Training or fine-tuning a model is a separate cost line. For text-based models, you’ll pay a per-1,000-tokens-trained rate. For image-based or multimodal models, it might be per image processed. You’ll also pay a monthly storage fee for the resulting custom model, plus the hourly rate for any inference you run once it’s deployed.

Token-Based Example

Take Amazon Titan Text Lite as an example: the cost to train 1,000 tokens is $0.0004, and storing the custom model each month is $1.95. Once you’ve fine-tuned it, you can’t run it in on-demand mode; you must spin it up under the provisioned throughput plan, starting at $7.10 per hour for no commitment. If your training corpus has 1 million tokens and you run five epochs, you’d process 5 million tokens total. At $0.0004 per 1,000 tokens, that training job would cost around $2 (5 million tokens / 1,000 × 0.0004 = 2).

Although $2 for training sounds low, you might find that a large-scale dataset or more complex model raises the cost significantly.

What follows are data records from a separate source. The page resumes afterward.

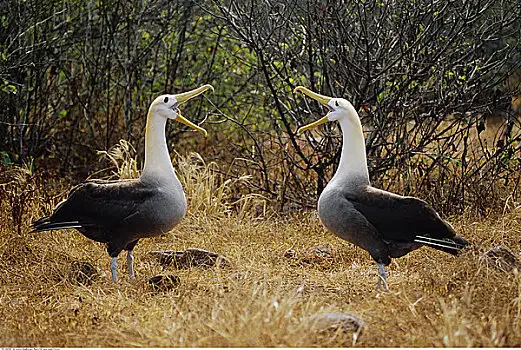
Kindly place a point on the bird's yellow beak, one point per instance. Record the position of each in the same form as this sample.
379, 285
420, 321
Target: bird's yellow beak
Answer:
324, 100
185, 96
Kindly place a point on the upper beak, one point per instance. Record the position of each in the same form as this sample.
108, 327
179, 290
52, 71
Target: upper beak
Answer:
324, 100
185, 96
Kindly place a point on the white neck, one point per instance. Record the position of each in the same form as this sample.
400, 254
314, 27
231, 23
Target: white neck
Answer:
158, 164
353, 160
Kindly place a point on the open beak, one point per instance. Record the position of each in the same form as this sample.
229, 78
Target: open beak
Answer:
185, 96
324, 100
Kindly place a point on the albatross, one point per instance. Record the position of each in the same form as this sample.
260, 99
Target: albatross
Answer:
384, 224
119, 213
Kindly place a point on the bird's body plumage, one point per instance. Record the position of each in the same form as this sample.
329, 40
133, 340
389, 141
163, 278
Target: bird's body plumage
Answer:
385, 224
119, 213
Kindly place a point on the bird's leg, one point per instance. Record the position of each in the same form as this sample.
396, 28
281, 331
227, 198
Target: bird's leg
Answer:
382, 279
113, 267
130, 263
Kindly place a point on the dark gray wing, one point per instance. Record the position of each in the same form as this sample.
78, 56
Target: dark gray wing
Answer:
101, 208
399, 218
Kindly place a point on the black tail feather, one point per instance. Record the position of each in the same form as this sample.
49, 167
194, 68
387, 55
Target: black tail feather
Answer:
449, 245
45, 224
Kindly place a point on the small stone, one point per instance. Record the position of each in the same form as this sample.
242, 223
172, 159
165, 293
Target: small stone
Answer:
289, 253
192, 257
503, 259
82, 273
164, 283
333, 321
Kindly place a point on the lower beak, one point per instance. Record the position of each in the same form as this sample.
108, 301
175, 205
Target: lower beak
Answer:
185, 96
312, 125
185, 121
324, 100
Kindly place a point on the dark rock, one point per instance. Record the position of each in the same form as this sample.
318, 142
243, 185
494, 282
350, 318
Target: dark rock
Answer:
503, 259
191, 257
164, 283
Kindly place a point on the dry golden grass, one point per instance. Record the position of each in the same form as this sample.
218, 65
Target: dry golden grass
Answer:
263, 298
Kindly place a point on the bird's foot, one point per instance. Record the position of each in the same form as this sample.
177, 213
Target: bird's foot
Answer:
382, 285
113, 268
130, 263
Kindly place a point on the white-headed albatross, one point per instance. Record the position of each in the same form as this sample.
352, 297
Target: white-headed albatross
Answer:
121, 212
385, 224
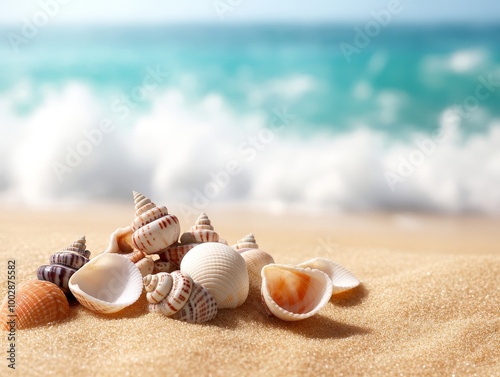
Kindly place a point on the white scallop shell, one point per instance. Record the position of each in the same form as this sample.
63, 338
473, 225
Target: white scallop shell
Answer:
107, 283
342, 279
219, 269
293, 293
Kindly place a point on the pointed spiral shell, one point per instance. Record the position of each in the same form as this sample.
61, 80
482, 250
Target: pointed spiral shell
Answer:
176, 295
154, 228
64, 264
201, 231
37, 302
247, 242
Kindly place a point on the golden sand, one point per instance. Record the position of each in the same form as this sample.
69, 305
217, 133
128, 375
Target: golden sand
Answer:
429, 303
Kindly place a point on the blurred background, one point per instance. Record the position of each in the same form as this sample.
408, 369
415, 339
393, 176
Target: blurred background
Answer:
318, 105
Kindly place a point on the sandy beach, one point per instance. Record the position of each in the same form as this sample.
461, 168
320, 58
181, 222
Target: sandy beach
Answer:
428, 305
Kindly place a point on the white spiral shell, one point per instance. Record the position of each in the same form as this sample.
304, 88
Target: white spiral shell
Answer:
219, 269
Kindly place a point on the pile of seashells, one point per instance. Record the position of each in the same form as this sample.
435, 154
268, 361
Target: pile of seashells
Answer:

For instance, Amazon Nova Pro charges $0.008 per 1,000 tokens. That same 5 million-token job would be $40 to train. The monthly storage for the custom model remains $1.95, but the bigger expense usually comes from the subsequent inference hours once you run that model in production.

Image-Based or Embeddings Fine-Tuning

If you customize the Amazon Titan Image Generator, each image used in training is $0.005, plus the same $1.95 monthly storage. Inference for that custom version is $23.40 per hour at no commitment. If you commit to a month or six months, your hourly rate will drop. It’s important to estimate how many images you plan to train on and how large your concurrency might be once your model goes live.

Distillation

Bedrock Model Distillation can lower inference costs in the long run by producing smaller student models, but you pay for the synthetic data generation from a teacher model and the fine-tuning step. If you plan to run a huge teacher model at on-demand rates for many tokens to create synthetic data, that can be expensive. However, the final student model might cost less per hour to run once you place it on provisioned throughput.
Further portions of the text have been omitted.